Legislators Consider College Aid For Undocumented Students


On Wednesday, hundreds of immigrants and advocates plan to gather in Olympia to lay out their priorities for lawmakers. One top issue is called the Washington Dream Act, which state Senator Ed Murray, D-Seattle, introduced today. Under the measure, undocumented college students would become eligible for state financial aid.

In 2009, a similar bill in Olympia failed to move out of committee and the effort will likely face another uphill climb this year. The measure aims to allow undocumented students to tap into state financial aid for low-income college students, like the Washington State Need Grant program.

On the University of Washington campus, a freshman we’ll call Rebecca has already mapped out her college years. She said she wants get a master's degree in education and possibly a doctorate in Latin American studies. Her goal is to someday teach at a university.

Rebecca declined to use her real name for this story because she’s in the country illegally. Six years ago, her family came to the U.S. from Guatemala on a tourist visa. Then, she says, they found it hard to leave.

With a GPA just shy of 4.0, Rebecca has managed to earn several private scholarships. She thinks they’ll cover about two years of college. She also plans to get a job now that a new federal policy allows her to get a work permit. Still, she’s hopeful the state aid will come through as an option for her and for hundreds of other immigrants who can’t afford college.

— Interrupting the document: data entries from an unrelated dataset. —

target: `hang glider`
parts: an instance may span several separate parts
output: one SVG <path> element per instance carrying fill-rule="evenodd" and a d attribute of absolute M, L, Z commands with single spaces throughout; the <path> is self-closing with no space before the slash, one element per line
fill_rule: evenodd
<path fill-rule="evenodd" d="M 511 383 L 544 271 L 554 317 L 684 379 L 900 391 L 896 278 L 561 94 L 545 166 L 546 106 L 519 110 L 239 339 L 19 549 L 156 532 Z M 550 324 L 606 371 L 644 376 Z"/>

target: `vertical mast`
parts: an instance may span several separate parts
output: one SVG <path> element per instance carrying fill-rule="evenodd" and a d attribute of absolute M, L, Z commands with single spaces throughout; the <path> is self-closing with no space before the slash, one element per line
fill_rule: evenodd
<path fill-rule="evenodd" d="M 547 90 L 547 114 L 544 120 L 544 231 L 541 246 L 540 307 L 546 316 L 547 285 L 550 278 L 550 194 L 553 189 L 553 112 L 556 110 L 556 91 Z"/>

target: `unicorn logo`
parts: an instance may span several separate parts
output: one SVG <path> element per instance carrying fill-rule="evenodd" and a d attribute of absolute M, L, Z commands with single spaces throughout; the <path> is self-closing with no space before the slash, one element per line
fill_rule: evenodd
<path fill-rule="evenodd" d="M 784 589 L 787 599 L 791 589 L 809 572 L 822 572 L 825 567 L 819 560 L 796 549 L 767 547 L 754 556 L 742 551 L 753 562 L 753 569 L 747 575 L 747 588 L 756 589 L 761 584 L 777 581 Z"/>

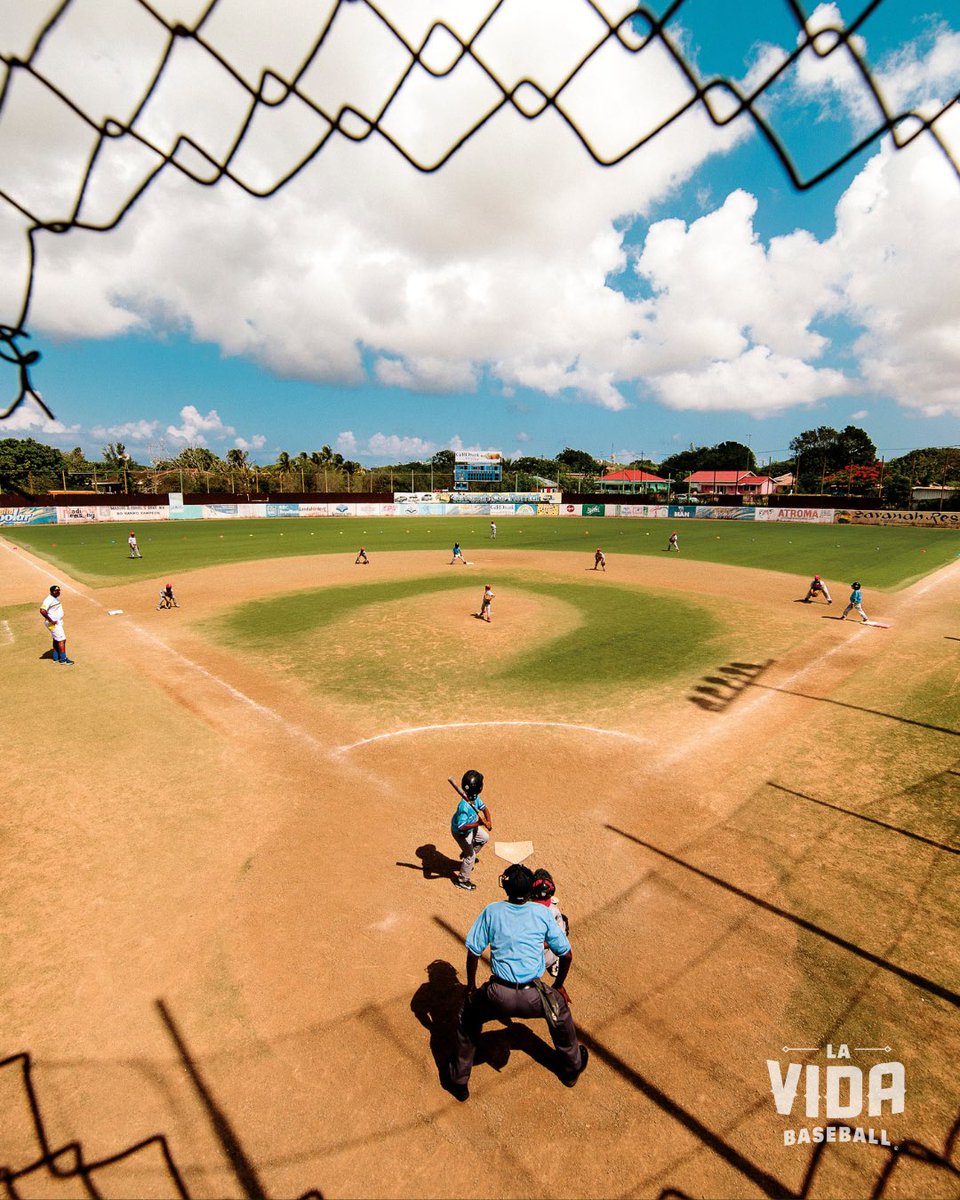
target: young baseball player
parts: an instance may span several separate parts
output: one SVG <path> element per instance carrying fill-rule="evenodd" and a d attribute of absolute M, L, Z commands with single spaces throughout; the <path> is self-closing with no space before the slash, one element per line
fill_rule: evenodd
<path fill-rule="evenodd" d="M 843 610 L 843 614 L 841 615 L 840 620 L 845 621 L 847 619 L 847 613 L 851 610 L 851 608 L 855 608 L 857 610 L 857 612 L 860 614 L 860 619 L 863 621 L 864 625 L 869 625 L 870 618 L 863 611 L 863 595 L 860 591 L 860 584 L 856 583 L 856 582 L 851 583 L 850 588 L 851 588 L 850 603 Z"/>
<path fill-rule="evenodd" d="M 157 605 L 157 612 L 161 608 L 179 608 L 177 598 L 173 594 L 173 584 L 167 583 L 160 589 L 160 603 Z"/>
<path fill-rule="evenodd" d="M 671 550 L 676 550 L 678 554 L 680 553 L 680 539 L 677 537 L 676 530 L 670 534 L 669 541 L 667 542 L 667 553 L 669 554 Z"/>
<path fill-rule="evenodd" d="M 127 545 L 130 547 L 131 558 L 143 558 L 143 555 L 140 553 L 140 547 L 137 545 L 137 535 L 132 529 L 130 530 L 130 536 L 127 538 Z"/>
<path fill-rule="evenodd" d="M 807 594 L 803 598 L 804 604 L 809 604 L 815 596 L 819 596 L 821 594 L 828 604 L 833 603 L 833 600 L 830 598 L 830 592 L 827 588 L 827 585 L 823 582 L 819 575 L 814 575 L 814 577 L 810 580 L 810 587 L 807 589 Z"/>
<path fill-rule="evenodd" d="M 490 624 L 490 605 L 493 601 L 493 588 L 489 583 L 483 585 L 483 599 L 480 601 L 480 611 L 477 616 Z"/>
<path fill-rule="evenodd" d="M 454 542 L 453 543 L 453 558 L 450 559 L 450 562 L 447 565 L 452 567 L 453 564 L 457 561 L 463 563 L 464 566 L 467 565 L 467 560 L 463 557 L 463 551 L 460 549 L 460 543 Z"/>
<path fill-rule="evenodd" d="M 360 549 L 357 551 L 357 557 L 356 557 L 356 558 L 353 560 L 353 565 L 354 565 L 354 566 L 356 566 L 356 565 L 357 565 L 357 563 L 363 563 L 363 565 L 364 565 L 365 567 L 369 567 L 369 566 L 370 566 L 370 559 L 369 559 L 369 558 L 367 558 L 367 552 L 366 552 L 366 550 L 364 550 L 364 548 L 363 548 L 362 546 L 361 546 L 361 547 L 360 547 Z"/>
<path fill-rule="evenodd" d="M 606 555 L 603 553 L 603 551 L 600 549 L 599 546 L 597 547 L 597 551 L 593 556 L 593 569 L 595 571 L 606 571 L 606 569 L 607 569 Z"/>
<path fill-rule="evenodd" d="M 453 783 L 453 780 L 450 782 Z M 457 788 L 455 783 L 453 786 Z M 460 803 L 450 821 L 450 832 L 460 847 L 460 872 L 453 882 L 465 892 L 475 892 L 477 885 L 471 882 L 470 875 L 476 866 L 477 856 L 490 840 L 489 830 L 493 825 L 490 811 L 480 799 L 483 776 L 479 771 L 465 772 L 457 791 L 460 793 Z"/>
<path fill-rule="evenodd" d="M 72 658 L 67 658 L 67 635 L 63 631 L 63 602 L 60 588 L 55 583 L 50 585 L 49 595 L 40 602 L 40 616 L 53 639 L 53 661 L 72 667 L 74 662 Z"/>
<path fill-rule="evenodd" d="M 554 895 L 556 892 L 556 884 L 553 882 L 553 876 L 549 871 L 540 867 L 539 870 L 533 873 L 533 887 L 530 889 L 530 899 L 537 904 L 542 904 L 548 909 L 550 915 L 560 926 L 565 937 L 570 934 L 570 922 L 566 918 L 566 914 L 560 911 L 560 905 Z M 543 957 L 546 962 L 547 970 L 551 975 L 556 975 L 560 969 L 560 956 L 554 954 L 550 946 L 544 942 Z"/>
<path fill-rule="evenodd" d="M 490 522 L 490 539 L 491 539 L 491 541 L 494 541 L 494 542 L 497 540 L 497 523 L 496 523 L 496 521 Z"/>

“Unfortunately we do not have $14,000 in our pocket to pay for tuition," Rebecca said. "What about books? What about housing? What about transportation? So we need this just to realize our dream just like anybody else is doing it. Education is for everybody.”

Demand for this pot of financial aid is much greater than what’s available. Rachelle Sharpe, director of financial aid at the Washington Student Achievement Council, said last year more than 31,000 eligible students were turned down for the state Need Grant program.

Opponents of this proposal highlighted the unmet demand when this issue came up in Olympia in 2009. During a public hearing, they raised concerns that fewer US citizens would get funding if more undocumented students are eligible. They also warned that state aid could become a magnet for more undocumented immigrants to move here.

Next school year, as college tuition goes up, the financial aid pot will also increase slightly to $303 million.